Como habitualmente, as autoridades ucranianas têm outra versão. Confirmam o lançamento de seis mísseis “a partir do mar Negro sobre Odessa”, mas asseguram que foram destruídos pelas defesas antiaéreas antes de atingirem os alvos e os seus destroços “danificaram infra-estruturas portuárias e várias habitações privadas”. Além disso, segundo o governador regional de Mikolaiv, Vitali Kim, foram detectados 25 drones suicidas iranianos naquelas duas regiões mais a sul.
O Kremlin garantiu que Vladimir Putin não tomou a decisão de abandonar o acordo para a exportação de cereais ucranianos devido ao ataque à ponte Kerch, mas não deixou de fazer uma relação entre ambos os acontecimentos.

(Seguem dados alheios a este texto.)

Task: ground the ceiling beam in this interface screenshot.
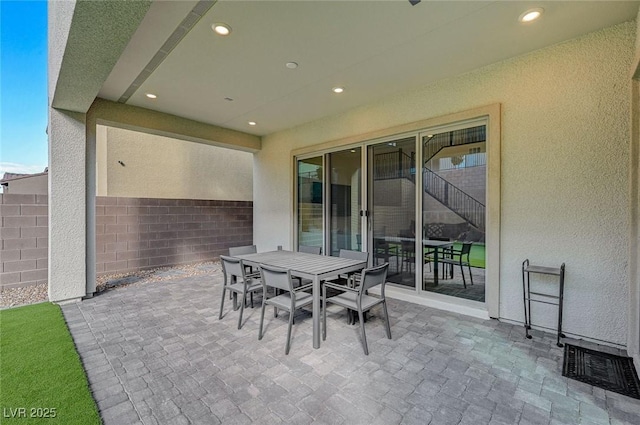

Dmitri Peskov, o porta-voz presidencial, acusou os ucranianos de usarem o corredor marítimo definido no acordo “para fins militares”. “Isso já não é segredo para ninguém, é um facto evidente”, garantiu.
Até segunda-feira, o último dia em que o acordo esteve em vigor, passaram centenas de navios pelo centro de coordenação de Istambul – onde todos os cargueiros foram inspeccionados por pessoal ucraniano, russo, turco e das Nações Unidas para garantir que não transportavam armas escondidas. O ministro russo dos Negócios Estrangeiros, Serguei Lavrov, informou esta terça-feira o seu homólogo turco de que a saída da Rússia do entendimento “significa a retirada das garantias de segurança à navegação” no mar Negro e “a dissolução do centro de coordenação conjunta de Istambul”.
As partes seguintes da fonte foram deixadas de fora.